Lord only knows what he thought of me. Uncle Ambrose hadn’t said a good ten words directly to me in all my born days, and I didn’t care. I held my head high anyway. I was, I’d just realized, the Evangeline Nicewander. I was no longer just some little red-headed girl who had been named after her grandmother. And I looked damn good standing there in my black suit—never mind that it was Valerie’s—and standing in the very scarlet heels that had been my dead Mamaw’s. And I figured maybe he resented me for that notion alone. The gall I had. Mamaw Evangeline would have loved it.
I couldn’t stand to look at her anymore, the dead woman dressed in that godawful frock that she would have never picked out for herself. I gave Uncle Ambrose a glance as I sat down in a highback chair there at Cedar Bluff Funeral Home. He had his scrutinizing eyes on me, and I could almost hear his thoughts. Just like her no count mother. And that slut, Pearl McCoy.

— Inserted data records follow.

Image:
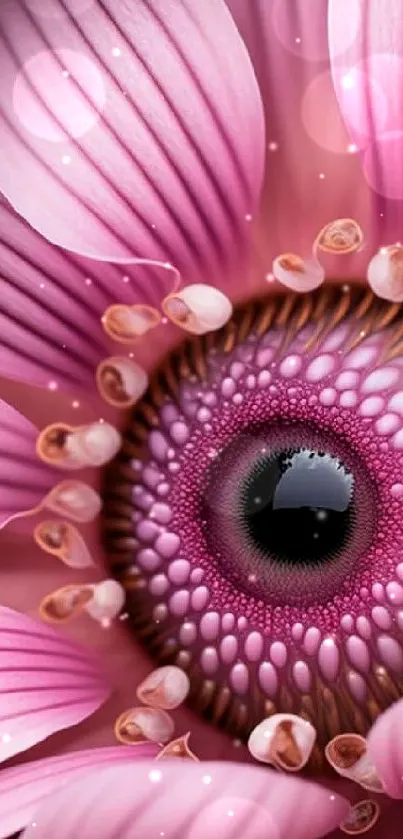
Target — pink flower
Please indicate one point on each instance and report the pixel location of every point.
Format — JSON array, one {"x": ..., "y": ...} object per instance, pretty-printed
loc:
[{"x": 163, "y": 162}]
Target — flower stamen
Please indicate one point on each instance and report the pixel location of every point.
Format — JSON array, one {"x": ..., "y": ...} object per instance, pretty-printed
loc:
[
  {"x": 63, "y": 541},
  {"x": 127, "y": 323},
  {"x": 121, "y": 382}
]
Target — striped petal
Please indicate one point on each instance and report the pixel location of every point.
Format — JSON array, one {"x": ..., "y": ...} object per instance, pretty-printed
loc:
[
  {"x": 134, "y": 139},
  {"x": 24, "y": 479},
  {"x": 24, "y": 788},
  {"x": 51, "y": 305},
  {"x": 47, "y": 683},
  {"x": 184, "y": 799},
  {"x": 385, "y": 745}
]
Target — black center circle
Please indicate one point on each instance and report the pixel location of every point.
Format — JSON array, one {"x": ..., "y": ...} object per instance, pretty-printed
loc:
[{"x": 297, "y": 506}]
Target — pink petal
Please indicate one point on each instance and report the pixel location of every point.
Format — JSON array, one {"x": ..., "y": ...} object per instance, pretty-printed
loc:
[
  {"x": 145, "y": 152},
  {"x": 385, "y": 745},
  {"x": 368, "y": 83},
  {"x": 24, "y": 788},
  {"x": 186, "y": 800},
  {"x": 52, "y": 303},
  {"x": 24, "y": 480},
  {"x": 47, "y": 683}
]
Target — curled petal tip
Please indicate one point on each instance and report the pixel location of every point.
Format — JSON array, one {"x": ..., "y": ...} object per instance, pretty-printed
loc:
[
  {"x": 198, "y": 308},
  {"x": 121, "y": 382},
  {"x": 107, "y": 601},
  {"x": 166, "y": 688},
  {"x": 283, "y": 740},
  {"x": 348, "y": 755},
  {"x": 65, "y": 603},
  {"x": 64, "y": 541},
  {"x": 74, "y": 499},
  {"x": 341, "y": 236},
  {"x": 74, "y": 448},
  {"x": 385, "y": 273},
  {"x": 126, "y": 323},
  {"x": 178, "y": 749},
  {"x": 298, "y": 274},
  {"x": 361, "y": 818}
]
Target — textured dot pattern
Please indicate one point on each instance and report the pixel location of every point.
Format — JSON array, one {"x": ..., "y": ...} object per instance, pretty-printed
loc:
[{"x": 234, "y": 635}]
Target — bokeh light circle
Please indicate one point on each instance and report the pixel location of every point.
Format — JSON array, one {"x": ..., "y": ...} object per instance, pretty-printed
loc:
[
  {"x": 231, "y": 818},
  {"x": 61, "y": 86},
  {"x": 301, "y": 26},
  {"x": 383, "y": 165}
]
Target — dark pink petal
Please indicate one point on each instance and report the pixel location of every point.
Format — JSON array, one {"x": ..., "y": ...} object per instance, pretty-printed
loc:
[
  {"x": 47, "y": 683},
  {"x": 385, "y": 744},
  {"x": 51, "y": 305},
  {"x": 186, "y": 800},
  {"x": 144, "y": 138},
  {"x": 23, "y": 788},
  {"x": 24, "y": 479}
]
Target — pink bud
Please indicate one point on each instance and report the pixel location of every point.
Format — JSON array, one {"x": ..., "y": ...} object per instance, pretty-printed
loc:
[
  {"x": 385, "y": 273},
  {"x": 65, "y": 603},
  {"x": 121, "y": 382},
  {"x": 93, "y": 445},
  {"x": 178, "y": 749},
  {"x": 107, "y": 601},
  {"x": 166, "y": 687},
  {"x": 126, "y": 323},
  {"x": 298, "y": 274},
  {"x": 198, "y": 308},
  {"x": 64, "y": 541},
  {"x": 283, "y": 740},
  {"x": 74, "y": 499},
  {"x": 348, "y": 754},
  {"x": 361, "y": 818},
  {"x": 72, "y": 448}
]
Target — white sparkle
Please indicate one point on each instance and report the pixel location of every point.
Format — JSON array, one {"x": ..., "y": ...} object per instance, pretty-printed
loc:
[{"x": 155, "y": 775}]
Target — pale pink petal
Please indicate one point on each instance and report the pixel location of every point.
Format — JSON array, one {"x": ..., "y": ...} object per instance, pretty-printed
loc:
[
  {"x": 47, "y": 683},
  {"x": 24, "y": 480},
  {"x": 188, "y": 799},
  {"x": 385, "y": 745},
  {"x": 23, "y": 788},
  {"x": 368, "y": 82},
  {"x": 52, "y": 304},
  {"x": 145, "y": 139}
]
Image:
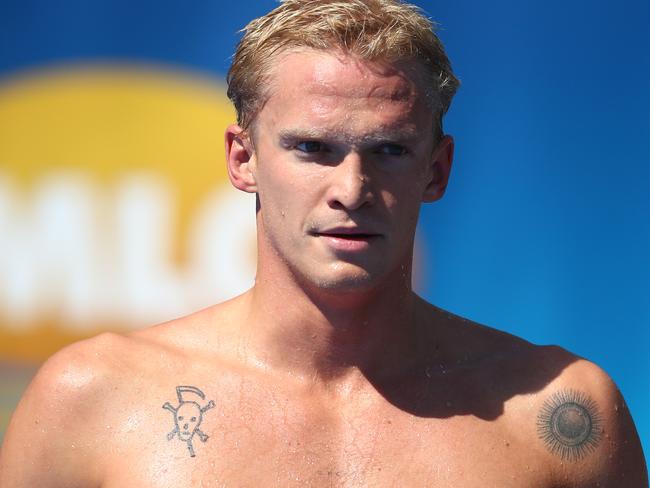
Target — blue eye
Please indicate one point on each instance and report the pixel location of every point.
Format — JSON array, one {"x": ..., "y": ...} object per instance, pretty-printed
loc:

Just another pretty red-headed no count.
I looked away from his scowling face and forced the thoughts out of my head.
And then I couldn’t help but recall Mamaw Evangeline telling me the stories about sittin’ up with the dead back in Kentucky, and how she would shudder and praise the Lord, just for good measure, at the remembrance of it all. She had sworn she had gone to a funeral once, in a neighbor’s front yard back in Rockhouse, and it had been mid-summer and hot as blue blazes, and the dead man in the pine box was sweating like a mule. The preacher kept wiping sweat off the dead fella’s brow, she had said. And if it wasn’t a horrible enough sight to see, the very notion of that dead man not really being dead was beyond decent thought. But I thought it. Maybe that poor man had awoke after he was buried, whatever affliction that he suffered long worn off, and he realized too late that he was buried in the ground, and would never see daylight again.
I imagined there just might be a coffin somewhere up in a Kentucky holler with old bones in it, eye sockets and teeth agape, with claw mark attempts of escape and what was left of furious bits of fingernails clinging to the nailed down wooden lid, if earth itself hadn’t crushed any recognizable remains of it or the once very alive man inside, the damp dirt soaked with his desperate sweat and nobody left to wipe it away.
I hoped he was good and dead long before he was covered with earth and shut away forever.
And other dead people, the ones that had started to reek, those were the ones they all sat up with. All night long, by the light of oil lamps and moonshine and grief, while the Baptist church elders sang their stirring and direful dirges about Hell and the hereafter into the wee hours and the kin women wailed, fueled by the sad church hymns sung by lamplight, and the distant relatives fixed coffee and put the children in their places on pallets of blankets just inches above the dirt below the wooden slats of the floor. It was just to keep the rats and vermin from getting’ to the bodies, she told me. That’s why we did it. There was even somebody swattin’ the flies off the dead. And the men folk would go about their ways, as they always did, out on the porch smokin’ pipes and associatin’ like there was no tomorrah while the women bellered and kept the critters away from the dead bodies. The men folk got it easy. Don’t let ’em fool ya none. Ain’t none of them had it as bad as us.